Using a SQL migration, my Ruby code sends a single SQL command to the database server, which is transmitted over the network to the database. Then, on the right, my database server performs the same iteration over the posts table, selecting the latest comment for each one.

This looks similar, but there’s a crucial difference: The iteration happens entirely inside the database server. No data needs to be packed, transmitted to the Ruby server and unpacked again. In fact, the C code performing the repeated SELECT statements has been compiled to native machine language and will run very quickly. Once it fetches the latest comment, it can directly update each post because the posts table is stored nearby on the same server’s hard drive, or even in memory.

Why Does the SQL Code Iterate?

You might wonder why I drew an iteration inside the database server above. After all, I sent the database a simple command containing 1 UPDATE statement and 1 SELECT statement. Why does my database need to execute the select over and over again?

The reason why is that my SQL code uses a correlated subquery, because the inner SELECT uses a value from the outer query. Here’s the SQL again:

Notice the inner SELECT statement refers to posts.id, a value from the surrounding UPDATE statement. This requires the database server to iterate over all of the posts, executing the inner select for each row. I’ll leave it as an exercise for the reader to rewrite this using an UPDATE-FROM statement, a JOIN or even Postgres window functions, which would avoid the repeated SELECTs.

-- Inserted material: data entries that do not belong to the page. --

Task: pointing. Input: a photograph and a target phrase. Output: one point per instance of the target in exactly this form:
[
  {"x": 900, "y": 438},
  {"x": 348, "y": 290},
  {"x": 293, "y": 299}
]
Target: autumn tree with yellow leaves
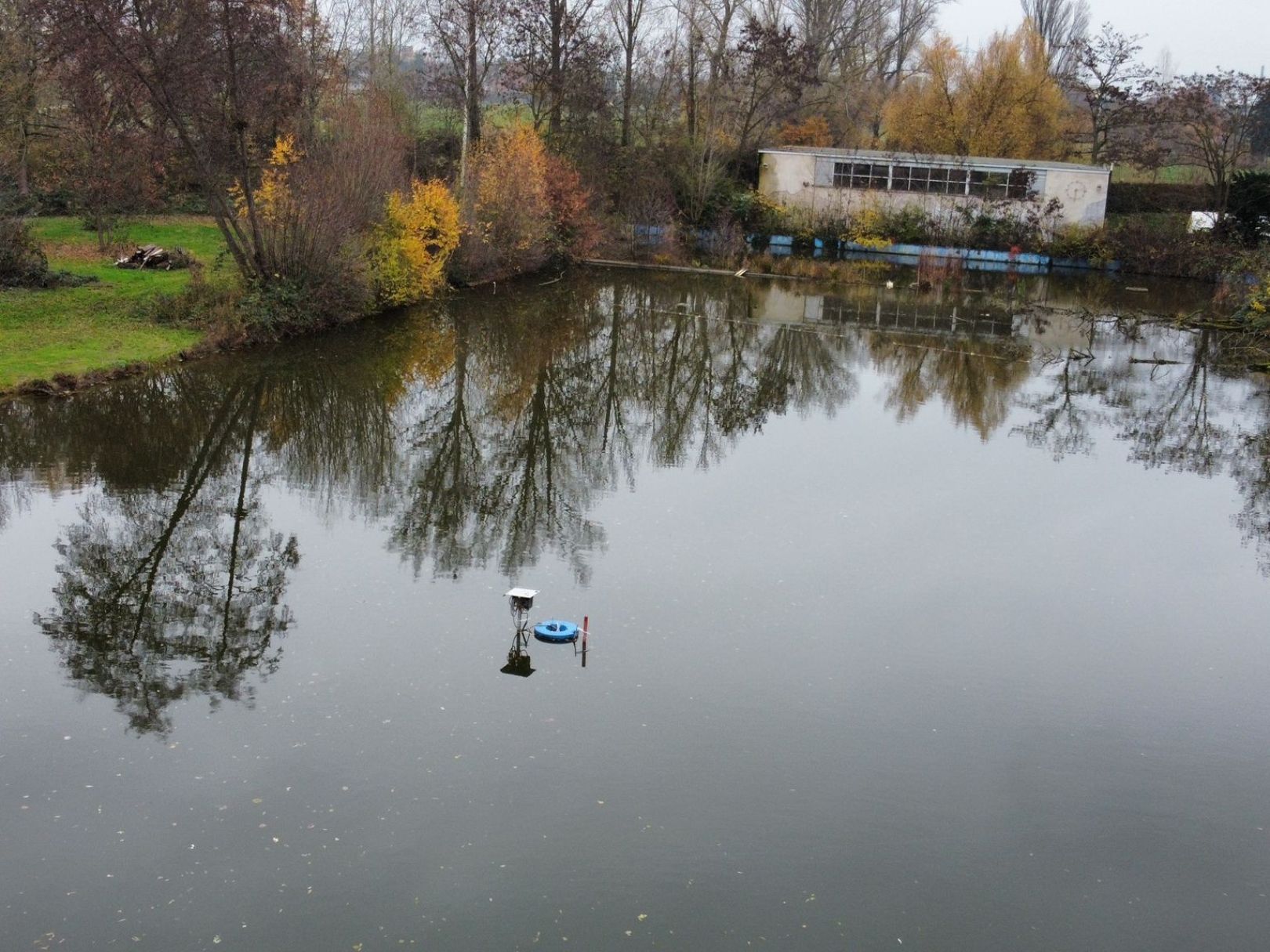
[
  {"x": 1001, "y": 102},
  {"x": 412, "y": 245}
]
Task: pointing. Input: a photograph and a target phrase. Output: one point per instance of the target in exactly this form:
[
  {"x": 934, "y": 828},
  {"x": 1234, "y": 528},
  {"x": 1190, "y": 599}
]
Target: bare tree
[
  {"x": 1059, "y": 24},
  {"x": 1110, "y": 81},
  {"x": 470, "y": 33},
  {"x": 626, "y": 18},
  {"x": 1212, "y": 120}
]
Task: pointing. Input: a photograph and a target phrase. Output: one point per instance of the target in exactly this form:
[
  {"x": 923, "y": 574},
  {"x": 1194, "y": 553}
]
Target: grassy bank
[{"x": 78, "y": 331}]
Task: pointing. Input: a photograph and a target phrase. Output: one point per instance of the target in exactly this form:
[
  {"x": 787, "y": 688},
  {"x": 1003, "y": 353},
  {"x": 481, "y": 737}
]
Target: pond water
[{"x": 917, "y": 621}]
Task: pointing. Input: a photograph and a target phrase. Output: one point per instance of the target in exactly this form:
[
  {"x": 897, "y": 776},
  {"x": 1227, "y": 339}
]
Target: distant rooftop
[{"x": 925, "y": 157}]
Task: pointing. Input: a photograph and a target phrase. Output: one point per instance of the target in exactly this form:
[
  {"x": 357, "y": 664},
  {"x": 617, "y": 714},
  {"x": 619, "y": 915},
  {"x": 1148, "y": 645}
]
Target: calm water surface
[{"x": 923, "y": 622}]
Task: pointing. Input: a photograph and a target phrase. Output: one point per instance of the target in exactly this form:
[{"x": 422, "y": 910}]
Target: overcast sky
[{"x": 1200, "y": 36}]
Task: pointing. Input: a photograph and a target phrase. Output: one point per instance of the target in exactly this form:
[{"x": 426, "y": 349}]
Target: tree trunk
[
  {"x": 471, "y": 94},
  {"x": 628, "y": 84},
  {"x": 559, "y": 12}
]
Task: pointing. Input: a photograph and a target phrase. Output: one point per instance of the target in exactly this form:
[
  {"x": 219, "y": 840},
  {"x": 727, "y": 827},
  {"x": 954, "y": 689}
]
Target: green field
[{"x": 96, "y": 327}]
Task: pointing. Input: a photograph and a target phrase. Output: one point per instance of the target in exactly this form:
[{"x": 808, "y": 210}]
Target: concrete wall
[{"x": 800, "y": 180}]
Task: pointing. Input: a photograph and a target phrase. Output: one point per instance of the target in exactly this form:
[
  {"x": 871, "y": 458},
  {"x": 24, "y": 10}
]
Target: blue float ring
[{"x": 555, "y": 631}]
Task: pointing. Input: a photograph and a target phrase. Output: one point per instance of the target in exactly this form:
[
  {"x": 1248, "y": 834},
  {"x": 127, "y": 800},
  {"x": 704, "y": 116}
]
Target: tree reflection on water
[
  {"x": 483, "y": 433},
  {"x": 178, "y": 591}
]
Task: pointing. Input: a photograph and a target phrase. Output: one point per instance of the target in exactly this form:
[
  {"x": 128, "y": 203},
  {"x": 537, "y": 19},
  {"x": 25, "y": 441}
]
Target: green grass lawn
[{"x": 96, "y": 327}]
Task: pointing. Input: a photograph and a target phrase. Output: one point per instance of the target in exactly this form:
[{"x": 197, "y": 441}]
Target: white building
[{"x": 837, "y": 180}]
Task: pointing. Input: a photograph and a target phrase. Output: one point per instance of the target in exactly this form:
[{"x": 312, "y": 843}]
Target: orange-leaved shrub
[
  {"x": 522, "y": 207},
  {"x": 411, "y": 248}
]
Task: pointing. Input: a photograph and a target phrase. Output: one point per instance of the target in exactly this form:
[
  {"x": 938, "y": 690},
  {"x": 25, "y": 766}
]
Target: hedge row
[{"x": 1134, "y": 197}]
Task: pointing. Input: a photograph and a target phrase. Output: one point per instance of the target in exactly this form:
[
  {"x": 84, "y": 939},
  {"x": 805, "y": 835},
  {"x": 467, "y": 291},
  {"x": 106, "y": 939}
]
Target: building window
[
  {"x": 1022, "y": 184},
  {"x": 936, "y": 180}
]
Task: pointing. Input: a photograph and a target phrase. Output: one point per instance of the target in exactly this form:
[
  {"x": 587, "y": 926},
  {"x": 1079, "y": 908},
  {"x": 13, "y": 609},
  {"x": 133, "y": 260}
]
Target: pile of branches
[{"x": 157, "y": 258}]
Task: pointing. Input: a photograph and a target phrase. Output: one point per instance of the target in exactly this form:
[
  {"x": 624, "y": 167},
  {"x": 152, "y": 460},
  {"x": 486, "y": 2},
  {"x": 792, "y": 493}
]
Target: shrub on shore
[
  {"x": 22, "y": 262},
  {"x": 522, "y": 207}
]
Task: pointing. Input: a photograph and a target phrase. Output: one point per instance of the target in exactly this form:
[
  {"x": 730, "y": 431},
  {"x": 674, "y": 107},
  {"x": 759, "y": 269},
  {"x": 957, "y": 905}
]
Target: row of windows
[{"x": 934, "y": 179}]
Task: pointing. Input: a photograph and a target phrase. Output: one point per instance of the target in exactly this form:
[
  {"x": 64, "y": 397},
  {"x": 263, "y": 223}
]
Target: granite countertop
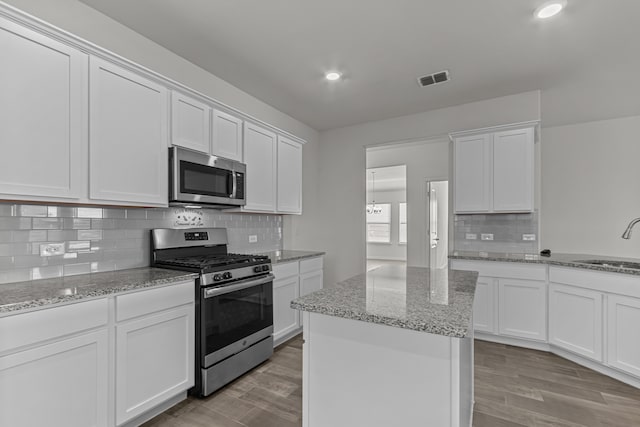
[
  {"x": 45, "y": 292},
  {"x": 434, "y": 301},
  {"x": 289, "y": 255},
  {"x": 559, "y": 259}
]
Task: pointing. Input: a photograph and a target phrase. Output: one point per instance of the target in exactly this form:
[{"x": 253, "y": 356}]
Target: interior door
[{"x": 437, "y": 216}]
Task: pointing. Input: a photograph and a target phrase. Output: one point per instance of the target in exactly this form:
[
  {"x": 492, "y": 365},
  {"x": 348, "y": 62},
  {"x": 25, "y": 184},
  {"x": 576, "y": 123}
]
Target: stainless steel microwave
[{"x": 206, "y": 181}]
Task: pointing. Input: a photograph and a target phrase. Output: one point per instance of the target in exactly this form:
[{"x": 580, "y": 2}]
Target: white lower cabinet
[
  {"x": 63, "y": 383},
  {"x": 483, "y": 306},
  {"x": 310, "y": 282},
  {"x": 293, "y": 279},
  {"x": 575, "y": 320},
  {"x": 154, "y": 360},
  {"x": 523, "y": 308},
  {"x": 57, "y": 365},
  {"x": 623, "y": 340},
  {"x": 285, "y": 319},
  {"x": 510, "y": 298}
]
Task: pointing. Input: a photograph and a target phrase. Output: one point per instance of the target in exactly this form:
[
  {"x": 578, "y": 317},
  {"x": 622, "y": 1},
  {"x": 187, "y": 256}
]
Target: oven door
[
  {"x": 200, "y": 178},
  {"x": 235, "y": 317}
]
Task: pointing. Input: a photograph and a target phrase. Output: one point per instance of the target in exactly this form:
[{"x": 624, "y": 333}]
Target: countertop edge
[
  {"x": 45, "y": 303},
  {"x": 379, "y": 320},
  {"x": 558, "y": 263},
  {"x": 292, "y": 255}
]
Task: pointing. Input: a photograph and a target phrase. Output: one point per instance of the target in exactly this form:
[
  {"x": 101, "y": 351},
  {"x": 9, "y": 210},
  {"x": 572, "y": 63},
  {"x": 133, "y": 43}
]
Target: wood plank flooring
[{"x": 514, "y": 387}]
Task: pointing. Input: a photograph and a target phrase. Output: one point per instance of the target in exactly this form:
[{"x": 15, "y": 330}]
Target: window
[
  {"x": 379, "y": 223},
  {"x": 402, "y": 223}
]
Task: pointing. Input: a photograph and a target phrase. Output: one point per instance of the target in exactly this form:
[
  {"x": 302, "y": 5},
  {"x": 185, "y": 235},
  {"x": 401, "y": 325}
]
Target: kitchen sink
[{"x": 612, "y": 263}]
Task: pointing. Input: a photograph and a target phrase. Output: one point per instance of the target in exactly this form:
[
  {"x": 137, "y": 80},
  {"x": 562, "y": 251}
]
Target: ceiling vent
[{"x": 431, "y": 79}]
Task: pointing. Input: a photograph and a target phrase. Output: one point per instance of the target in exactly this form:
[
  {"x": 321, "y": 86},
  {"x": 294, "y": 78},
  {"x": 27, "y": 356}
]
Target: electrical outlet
[{"x": 52, "y": 249}]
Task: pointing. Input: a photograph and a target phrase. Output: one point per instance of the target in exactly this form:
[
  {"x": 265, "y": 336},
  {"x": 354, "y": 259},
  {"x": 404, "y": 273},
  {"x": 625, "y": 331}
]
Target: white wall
[
  {"x": 393, "y": 250},
  {"x": 341, "y": 154},
  {"x": 591, "y": 187},
  {"x": 91, "y": 25}
]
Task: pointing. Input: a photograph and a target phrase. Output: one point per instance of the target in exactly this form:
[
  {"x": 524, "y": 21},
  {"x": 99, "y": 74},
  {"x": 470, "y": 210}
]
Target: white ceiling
[{"x": 278, "y": 51}]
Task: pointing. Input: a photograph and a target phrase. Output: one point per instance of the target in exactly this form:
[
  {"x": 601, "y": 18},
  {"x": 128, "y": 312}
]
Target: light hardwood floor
[{"x": 514, "y": 387}]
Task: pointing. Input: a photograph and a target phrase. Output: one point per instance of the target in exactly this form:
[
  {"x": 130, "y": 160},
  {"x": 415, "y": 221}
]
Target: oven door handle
[{"x": 214, "y": 292}]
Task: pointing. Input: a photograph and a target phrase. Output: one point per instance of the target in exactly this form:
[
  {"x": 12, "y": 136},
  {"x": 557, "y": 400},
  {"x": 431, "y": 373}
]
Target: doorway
[
  {"x": 437, "y": 197},
  {"x": 386, "y": 218}
]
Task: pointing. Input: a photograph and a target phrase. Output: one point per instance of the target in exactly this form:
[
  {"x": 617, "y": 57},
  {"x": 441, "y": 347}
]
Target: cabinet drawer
[
  {"x": 285, "y": 270},
  {"x": 615, "y": 283},
  {"x": 152, "y": 300},
  {"x": 30, "y": 328},
  {"x": 312, "y": 264},
  {"x": 509, "y": 270}
]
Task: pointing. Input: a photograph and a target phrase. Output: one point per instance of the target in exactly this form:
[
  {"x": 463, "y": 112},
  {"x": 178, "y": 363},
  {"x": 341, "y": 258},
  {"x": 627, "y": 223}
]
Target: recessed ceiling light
[
  {"x": 549, "y": 9},
  {"x": 332, "y": 76}
]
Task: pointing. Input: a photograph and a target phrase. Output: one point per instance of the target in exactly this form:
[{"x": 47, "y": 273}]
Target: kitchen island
[{"x": 393, "y": 346}]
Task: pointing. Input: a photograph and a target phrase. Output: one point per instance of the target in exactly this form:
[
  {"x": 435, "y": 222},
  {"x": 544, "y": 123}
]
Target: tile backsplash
[
  {"x": 103, "y": 239},
  {"x": 507, "y": 231}
]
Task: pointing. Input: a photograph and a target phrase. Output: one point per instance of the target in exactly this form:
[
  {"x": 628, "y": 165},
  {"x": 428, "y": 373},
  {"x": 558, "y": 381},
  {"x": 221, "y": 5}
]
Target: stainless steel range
[{"x": 234, "y": 302}]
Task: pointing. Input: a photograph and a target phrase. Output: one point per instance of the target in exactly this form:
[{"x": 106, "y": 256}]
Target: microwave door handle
[
  {"x": 237, "y": 287},
  {"x": 234, "y": 187}
]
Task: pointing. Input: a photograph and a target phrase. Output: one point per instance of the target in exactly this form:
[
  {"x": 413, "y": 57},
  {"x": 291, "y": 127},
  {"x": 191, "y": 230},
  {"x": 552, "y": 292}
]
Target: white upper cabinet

However, remember if there are indexes on the columns in the comments table, the iteration selecting the latest comment for each post will be very fast. It will certainly be thousands of times faster than sending repeated SELECT and UPDATE SQL statements from your Ruby server over the network.

Do You Need to Learn SQL?

In reality I could have written this data migration using Ruby code. ActiveRecord provides a rich set of methods, even allowing for sophisticated queries employing subselects. And in the rare case when ActiveRecord can’t generate the SQL I need, I can always resort to using the underlying Arel Ruby library. In practice, it’s rare that you will actually need to write SQL code inside a Rails application.

Then why learn SQL? You should learn SQL because it will give you tremendous insight into how database servers actually work. You’ll learn what database servers can really do, and what they can’t. You won’t try to reinvent the wheel when you already have a server that uses algorithms more powerful and sophisticated that any you could write.

Use the database server for what it was designed to do: to solve your data problems. Whether you write SQL directly or use a tool like ActiveRecord to generate SQL automatically, perform the search, sort, or calculation you need right inside the database.

Don’t let your data out of the database until you need to… until you have just the values your application really needs.